Resource nationalism is on the rise. As commodity prices climb, governments are clamoring for a bigger piece of the pie. Chile is the latest country to exert greater control over key resources. This week, President Gabriel Boric unveiled plans to nationalize the country’s vast lithium industry.
The plan, which still needs to be approved by lawmakers, will not affect existing lithium mining contracts. These are organized by two companies, Albemarle and Sociedad Quimica y Minera de Chile, or SQM. Shares of both fell heavily in response. Future contracts will be issued only in the form of public-private partnerships, with the state having majority control.
Borik must tread carefully, lest he run the risk of killing Chile’s golden goose. The country has the world’s third largest lithium reserves of about 11 million tonnes, after Bolivia and Argentina. SQM claims that under the current arrangement it already pays two-thirds of its gross profits to the Chilean government.

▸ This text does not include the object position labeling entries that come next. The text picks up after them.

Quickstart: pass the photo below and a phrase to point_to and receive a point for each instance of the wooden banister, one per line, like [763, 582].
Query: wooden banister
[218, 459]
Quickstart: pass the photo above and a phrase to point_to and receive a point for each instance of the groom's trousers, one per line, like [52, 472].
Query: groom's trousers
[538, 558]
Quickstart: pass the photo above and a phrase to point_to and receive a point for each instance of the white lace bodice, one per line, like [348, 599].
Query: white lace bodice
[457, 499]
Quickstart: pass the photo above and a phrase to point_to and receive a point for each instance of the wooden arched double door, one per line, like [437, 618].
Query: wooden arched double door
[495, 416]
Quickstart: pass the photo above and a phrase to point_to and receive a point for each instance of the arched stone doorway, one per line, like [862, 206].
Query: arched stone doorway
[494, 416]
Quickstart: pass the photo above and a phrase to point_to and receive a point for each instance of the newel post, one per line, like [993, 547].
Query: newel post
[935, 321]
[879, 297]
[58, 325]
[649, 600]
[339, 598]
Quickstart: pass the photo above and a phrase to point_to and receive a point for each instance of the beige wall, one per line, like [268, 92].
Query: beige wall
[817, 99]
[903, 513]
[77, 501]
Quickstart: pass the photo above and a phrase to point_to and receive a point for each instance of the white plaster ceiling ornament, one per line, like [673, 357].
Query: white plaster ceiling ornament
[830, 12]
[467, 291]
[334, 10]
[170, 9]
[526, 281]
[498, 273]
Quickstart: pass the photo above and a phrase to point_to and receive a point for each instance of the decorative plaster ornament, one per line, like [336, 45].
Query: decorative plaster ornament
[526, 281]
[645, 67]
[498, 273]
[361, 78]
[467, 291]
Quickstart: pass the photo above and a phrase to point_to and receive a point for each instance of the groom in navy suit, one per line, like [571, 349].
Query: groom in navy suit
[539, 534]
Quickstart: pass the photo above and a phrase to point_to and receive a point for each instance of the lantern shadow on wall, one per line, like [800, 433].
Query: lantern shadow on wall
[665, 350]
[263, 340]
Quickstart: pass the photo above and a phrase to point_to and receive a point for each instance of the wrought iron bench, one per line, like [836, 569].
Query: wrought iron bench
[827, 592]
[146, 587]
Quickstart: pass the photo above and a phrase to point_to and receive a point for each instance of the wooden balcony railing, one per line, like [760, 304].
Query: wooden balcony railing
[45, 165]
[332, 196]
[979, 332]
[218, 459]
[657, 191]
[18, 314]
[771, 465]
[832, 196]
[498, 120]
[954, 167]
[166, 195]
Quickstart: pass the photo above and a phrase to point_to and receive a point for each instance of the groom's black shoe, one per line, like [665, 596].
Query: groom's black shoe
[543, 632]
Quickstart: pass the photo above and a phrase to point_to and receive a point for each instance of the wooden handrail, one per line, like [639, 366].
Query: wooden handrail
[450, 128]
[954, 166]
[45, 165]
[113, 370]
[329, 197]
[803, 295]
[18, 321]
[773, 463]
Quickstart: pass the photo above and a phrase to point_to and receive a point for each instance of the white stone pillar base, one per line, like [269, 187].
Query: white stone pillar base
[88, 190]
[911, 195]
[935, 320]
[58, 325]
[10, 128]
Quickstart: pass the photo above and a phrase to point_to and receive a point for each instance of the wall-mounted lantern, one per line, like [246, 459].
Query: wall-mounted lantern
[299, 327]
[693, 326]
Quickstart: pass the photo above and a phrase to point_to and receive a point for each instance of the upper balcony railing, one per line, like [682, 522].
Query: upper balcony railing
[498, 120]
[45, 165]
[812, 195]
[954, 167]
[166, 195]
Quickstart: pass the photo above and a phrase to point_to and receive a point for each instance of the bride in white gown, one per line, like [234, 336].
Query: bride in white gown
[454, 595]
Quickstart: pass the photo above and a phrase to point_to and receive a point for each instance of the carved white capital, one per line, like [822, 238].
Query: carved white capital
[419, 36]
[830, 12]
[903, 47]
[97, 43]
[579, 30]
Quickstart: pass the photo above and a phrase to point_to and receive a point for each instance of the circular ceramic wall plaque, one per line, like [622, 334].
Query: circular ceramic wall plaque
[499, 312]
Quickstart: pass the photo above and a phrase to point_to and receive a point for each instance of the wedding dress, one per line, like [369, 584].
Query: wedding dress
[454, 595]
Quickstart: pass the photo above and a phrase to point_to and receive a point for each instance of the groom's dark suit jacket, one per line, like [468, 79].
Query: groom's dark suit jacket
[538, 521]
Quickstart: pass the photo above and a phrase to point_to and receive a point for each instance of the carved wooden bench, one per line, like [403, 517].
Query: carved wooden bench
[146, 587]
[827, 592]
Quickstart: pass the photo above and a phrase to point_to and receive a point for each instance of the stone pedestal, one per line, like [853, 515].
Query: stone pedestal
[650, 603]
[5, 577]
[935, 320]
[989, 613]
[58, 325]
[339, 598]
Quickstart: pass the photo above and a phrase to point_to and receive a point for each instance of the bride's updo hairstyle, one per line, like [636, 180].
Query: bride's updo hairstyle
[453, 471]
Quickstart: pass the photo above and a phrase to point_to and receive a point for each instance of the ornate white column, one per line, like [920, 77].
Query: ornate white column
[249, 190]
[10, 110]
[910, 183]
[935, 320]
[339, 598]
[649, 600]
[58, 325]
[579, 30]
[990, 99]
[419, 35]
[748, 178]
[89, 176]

Lithium is a key component in the batteries that power electric vehicles. Weak demand for EVs in China has caused prices to fall nearly 70 percent from their November highs. But Borik is betting longer-term demand trends will provide the necessary leverage to retain foreign investors despite new government demands.

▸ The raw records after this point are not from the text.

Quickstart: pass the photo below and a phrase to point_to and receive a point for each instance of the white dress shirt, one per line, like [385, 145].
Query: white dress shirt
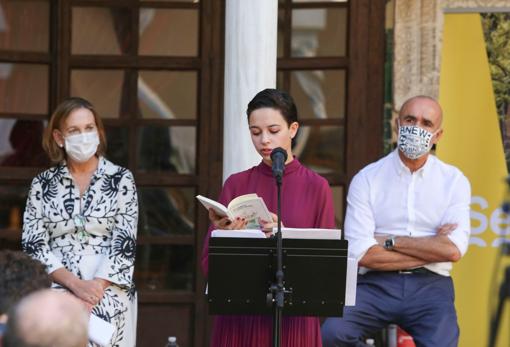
[385, 198]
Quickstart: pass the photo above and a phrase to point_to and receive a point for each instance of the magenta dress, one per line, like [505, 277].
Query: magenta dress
[306, 203]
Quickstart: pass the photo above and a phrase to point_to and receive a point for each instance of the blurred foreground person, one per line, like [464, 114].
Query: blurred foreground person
[47, 319]
[20, 275]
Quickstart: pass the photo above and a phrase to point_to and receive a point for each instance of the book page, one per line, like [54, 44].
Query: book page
[100, 331]
[216, 206]
[242, 198]
[310, 233]
[244, 233]
[253, 210]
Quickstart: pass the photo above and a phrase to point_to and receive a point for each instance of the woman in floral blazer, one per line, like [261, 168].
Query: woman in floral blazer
[81, 219]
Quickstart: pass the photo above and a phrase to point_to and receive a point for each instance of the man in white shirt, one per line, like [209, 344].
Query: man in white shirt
[407, 220]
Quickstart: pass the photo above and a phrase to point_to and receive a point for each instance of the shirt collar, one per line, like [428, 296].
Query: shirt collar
[401, 168]
[104, 167]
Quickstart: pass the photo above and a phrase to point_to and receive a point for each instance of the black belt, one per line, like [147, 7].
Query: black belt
[418, 270]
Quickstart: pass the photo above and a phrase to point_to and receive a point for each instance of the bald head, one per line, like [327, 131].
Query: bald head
[48, 318]
[425, 109]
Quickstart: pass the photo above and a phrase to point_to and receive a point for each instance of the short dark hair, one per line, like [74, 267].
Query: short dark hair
[20, 275]
[276, 99]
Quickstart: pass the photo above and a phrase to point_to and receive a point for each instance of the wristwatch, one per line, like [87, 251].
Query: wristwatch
[389, 243]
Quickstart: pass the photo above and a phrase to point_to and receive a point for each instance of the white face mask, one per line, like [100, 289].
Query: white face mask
[413, 141]
[81, 147]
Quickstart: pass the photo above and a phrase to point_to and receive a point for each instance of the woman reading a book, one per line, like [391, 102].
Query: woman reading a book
[272, 119]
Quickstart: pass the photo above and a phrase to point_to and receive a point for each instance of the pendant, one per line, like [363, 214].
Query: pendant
[79, 222]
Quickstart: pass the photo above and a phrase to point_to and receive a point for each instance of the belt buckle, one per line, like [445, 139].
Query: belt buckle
[405, 272]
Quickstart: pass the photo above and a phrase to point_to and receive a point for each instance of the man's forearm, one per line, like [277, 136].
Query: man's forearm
[431, 249]
[378, 258]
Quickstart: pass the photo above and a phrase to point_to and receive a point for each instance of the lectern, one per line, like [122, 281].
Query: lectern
[241, 271]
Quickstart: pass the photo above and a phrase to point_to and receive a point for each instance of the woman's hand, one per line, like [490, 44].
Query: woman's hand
[267, 226]
[222, 222]
[90, 291]
[87, 305]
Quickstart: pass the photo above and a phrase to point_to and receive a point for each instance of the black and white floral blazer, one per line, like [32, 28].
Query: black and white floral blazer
[110, 210]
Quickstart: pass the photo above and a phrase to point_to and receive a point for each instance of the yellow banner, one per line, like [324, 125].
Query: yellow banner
[472, 142]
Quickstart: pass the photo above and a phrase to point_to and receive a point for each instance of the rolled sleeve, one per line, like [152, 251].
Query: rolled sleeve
[459, 213]
[359, 219]
[118, 265]
[35, 237]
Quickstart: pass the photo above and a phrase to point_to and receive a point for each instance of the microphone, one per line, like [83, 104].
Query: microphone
[505, 206]
[278, 157]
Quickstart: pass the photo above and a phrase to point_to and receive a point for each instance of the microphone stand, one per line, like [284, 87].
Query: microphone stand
[277, 290]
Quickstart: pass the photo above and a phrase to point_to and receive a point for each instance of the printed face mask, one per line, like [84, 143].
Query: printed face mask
[81, 147]
[414, 141]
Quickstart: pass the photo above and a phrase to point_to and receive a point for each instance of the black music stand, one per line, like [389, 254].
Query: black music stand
[241, 270]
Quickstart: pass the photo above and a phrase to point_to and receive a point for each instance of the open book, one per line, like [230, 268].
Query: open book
[249, 206]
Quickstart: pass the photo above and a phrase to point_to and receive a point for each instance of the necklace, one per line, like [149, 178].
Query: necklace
[80, 221]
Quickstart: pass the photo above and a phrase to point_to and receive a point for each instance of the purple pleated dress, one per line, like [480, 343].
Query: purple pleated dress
[306, 203]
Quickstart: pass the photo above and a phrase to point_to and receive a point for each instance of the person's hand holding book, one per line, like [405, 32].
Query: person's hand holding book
[224, 222]
[267, 226]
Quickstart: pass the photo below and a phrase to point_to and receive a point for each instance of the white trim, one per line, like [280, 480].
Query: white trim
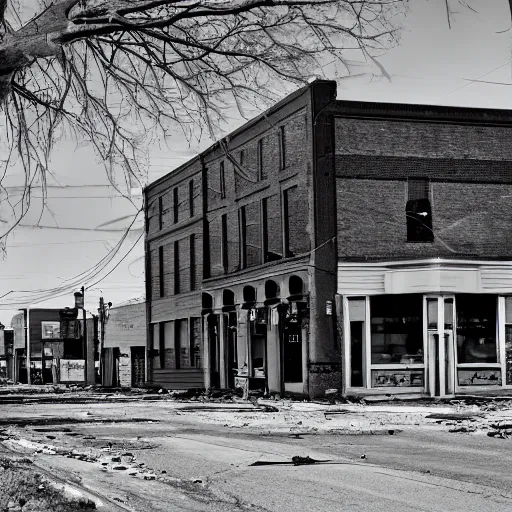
[368, 343]
[426, 262]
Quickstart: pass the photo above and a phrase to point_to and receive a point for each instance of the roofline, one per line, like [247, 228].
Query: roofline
[281, 103]
[424, 111]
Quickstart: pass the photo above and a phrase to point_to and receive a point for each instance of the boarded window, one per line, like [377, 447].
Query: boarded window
[161, 270]
[222, 179]
[282, 148]
[418, 211]
[176, 205]
[176, 267]
[272, 230]
[252, 230]
[191, 197]
[295, 209]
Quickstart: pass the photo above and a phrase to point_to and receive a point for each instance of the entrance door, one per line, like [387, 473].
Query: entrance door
[441, 345]
[138, 366]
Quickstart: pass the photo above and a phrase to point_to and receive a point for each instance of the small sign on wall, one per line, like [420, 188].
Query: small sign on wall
[479, 377]
[50, 330]
[72, 370]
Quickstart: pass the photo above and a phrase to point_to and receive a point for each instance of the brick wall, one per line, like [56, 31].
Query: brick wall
[469, 168]
[434, 140]
[298, 239]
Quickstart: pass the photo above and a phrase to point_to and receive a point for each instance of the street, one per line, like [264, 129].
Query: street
[170, 459]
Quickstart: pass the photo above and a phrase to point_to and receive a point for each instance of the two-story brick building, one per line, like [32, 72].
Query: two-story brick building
[174, 271]
[349, 245]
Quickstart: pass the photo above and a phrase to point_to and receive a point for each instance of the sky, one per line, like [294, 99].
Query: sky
[433, 64]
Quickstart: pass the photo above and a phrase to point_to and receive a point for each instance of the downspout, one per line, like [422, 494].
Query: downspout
[147, 275]
[27, 337]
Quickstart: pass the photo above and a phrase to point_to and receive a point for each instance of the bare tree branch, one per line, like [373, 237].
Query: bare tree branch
[119, 74]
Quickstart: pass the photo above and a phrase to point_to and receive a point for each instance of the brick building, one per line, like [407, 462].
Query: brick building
[349, 245]
[125, 345]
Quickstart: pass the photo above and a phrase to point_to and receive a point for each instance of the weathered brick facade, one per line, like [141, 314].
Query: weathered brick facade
[288, 197]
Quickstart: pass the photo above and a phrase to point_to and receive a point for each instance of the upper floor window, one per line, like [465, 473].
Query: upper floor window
[191, 197]
[222, 181]
[224, 246]
[282, 148]
[260, 159]
[418, 211]
[161, 270]
[160, 212]
[176, 206]
[192, 245]
[176, 267]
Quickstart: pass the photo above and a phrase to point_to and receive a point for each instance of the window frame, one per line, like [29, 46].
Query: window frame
[222, 179]
[282, 147]
[176, 267]
[191, 197]
[161, 275]
[175, 198]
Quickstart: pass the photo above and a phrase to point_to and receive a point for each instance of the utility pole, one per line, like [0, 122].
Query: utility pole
[27, 337]
[80, 304]
[86, 351]
[101, 311]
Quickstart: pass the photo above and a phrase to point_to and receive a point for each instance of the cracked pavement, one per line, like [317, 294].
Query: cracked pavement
[163, 456]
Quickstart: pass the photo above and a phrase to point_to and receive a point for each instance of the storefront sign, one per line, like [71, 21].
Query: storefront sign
[72, 370]
[479, 377]
[50, 330]
[397, 378]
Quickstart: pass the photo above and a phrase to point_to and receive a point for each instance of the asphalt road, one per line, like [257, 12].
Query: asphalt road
[209, 467]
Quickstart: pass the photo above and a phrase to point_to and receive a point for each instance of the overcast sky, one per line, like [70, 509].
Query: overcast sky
[432, 65]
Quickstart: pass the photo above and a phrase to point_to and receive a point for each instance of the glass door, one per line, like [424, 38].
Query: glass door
[440, 345]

It’s a gamble. Albemarle and SQM are publicly listed companies that answer to their shareholders. Chile has been receptive to foreign investment in the past. This decision casts some doubt on that legacy. If the country makes contracts too expensive or difficult to operate, it risks losing out to other lithium-rich countries such as Australia.
State-owned companies in South America do not have the best record in managing natural resources. But more changes may be coming. One major concern is how the change in lithium policy will affect sentiment in the large copper mining industry, which accounts for more than half of Chile’s exports.